En annexe de son mail, l’agente francilienne a d’ailleurs fourni à sa hiérarchie une liste de 61 entreprises en infraction pour un préjudice total de 2,6 millions d’euros. Le « sommet de l’iceberg », affirme-t-elle, « à savoir les sociétés qui ont, ces deux dernières semaines, décidé de refrauder ». D’après nos informations, frustrée de l’absence de réaction de l’administration, celle-ci aurait d’ailleurs pris l’initiative d’outrepasser ses missions pour exiger directement de plusieurs fraudeurs le recouvrement des sommes indues. Une action de zèle qui aurait été fraîchement accueillie par sa hiérarchie.

« On a ouvert un pot de confiture, on l’a mis au milieu de la table et on a tourné le dos », résume Simon Picou, secrétaire national de la CGT du ministère du Travail. « La hiérarchie le sait, la ministre le sait, mais il y a une volonté politique de ne pas faire.

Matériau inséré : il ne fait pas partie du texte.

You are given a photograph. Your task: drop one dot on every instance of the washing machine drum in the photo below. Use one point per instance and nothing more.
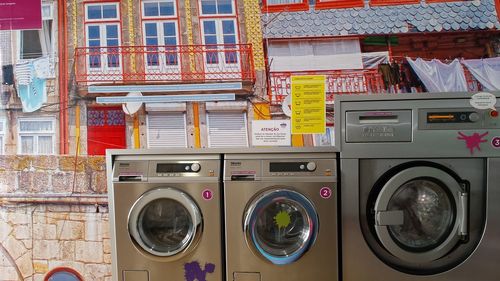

Alors que ce ne serait pas compliqué de s’assurer au moins que les Siret correspondent à de vraies entreprises », précise-t-il. Surtout, le syndicaliste estime que l’ampleur du phénomène est largement minorée par Élisabeth Borne. « Elle estime à 7 ou 8 % les suspicions de fraude, alors que des enquêtes de l’Ugict et du cabinet Technologia chiffraient déjà à 25 ou 30 % la proportion de salariés qui avaient travaillé en étant déclarés en chômage partiel. »

Pour les fonctionnaires chargés de chasser les contrevenants, le sentiment d’absurdité est total. « On est volontaires pour lutter contre la fraude, on le fait parce qu’il y a urgence, et parce que c’est de l’argent qui devrait arriver dans la poche des salariés. Mais on nous fait courir comme des poulets sans tête sur ces missions, alors que de l’autre côté, la fraude est clairement favorisée par le fait de ne procéder à aucune vérification lors de l’instruction des demandes », analyse l’agent de l’Uracti. « Qui a inventé ce système où une société qui n’a pas payé un seul euro de cotisations sociales peut percevoir des centaines de milliers d’euros ? Qui a inventé une équipe de contrôle qui n’a pas accès aux DSN ? Chut, ne pas penser tout haut, ne pas dire que le décisionnaire est un irresponsable car cette pensée me vaudra un poste à 200 km », se désole l’inspectrice du travail dans son courriel à sa hiérarchie, faisant référence à la mutation-sanction de son collègue Anthony Smith, allégée la semaine dernière par le ministère.

Quel contrôle pour le plan de relance ?

Outre les difficultés actuelles liées à l’instruction et au contrôle de l’indemnisation des entreprises au titre de l’activité partielle, les agents du ministère s’inquiètent des conditions dans lesquelles ils devront mettre en œuvre le plan de relance à 100 milliards d’euros annoncé par le gouvernement. « Ce plan va reposer la question du contrôle : comment vérifier si les conditions des aides sont remplies ? Qui s’en chargera, avec quels effectifs ? Les services dits de l’emploi (Pôle 3E, dépendant de la Délégation générale à l’Emploi et à la Formation professionnelle) sont quasiment vides », alerte un inspecteur du travail de l’ouest de la France.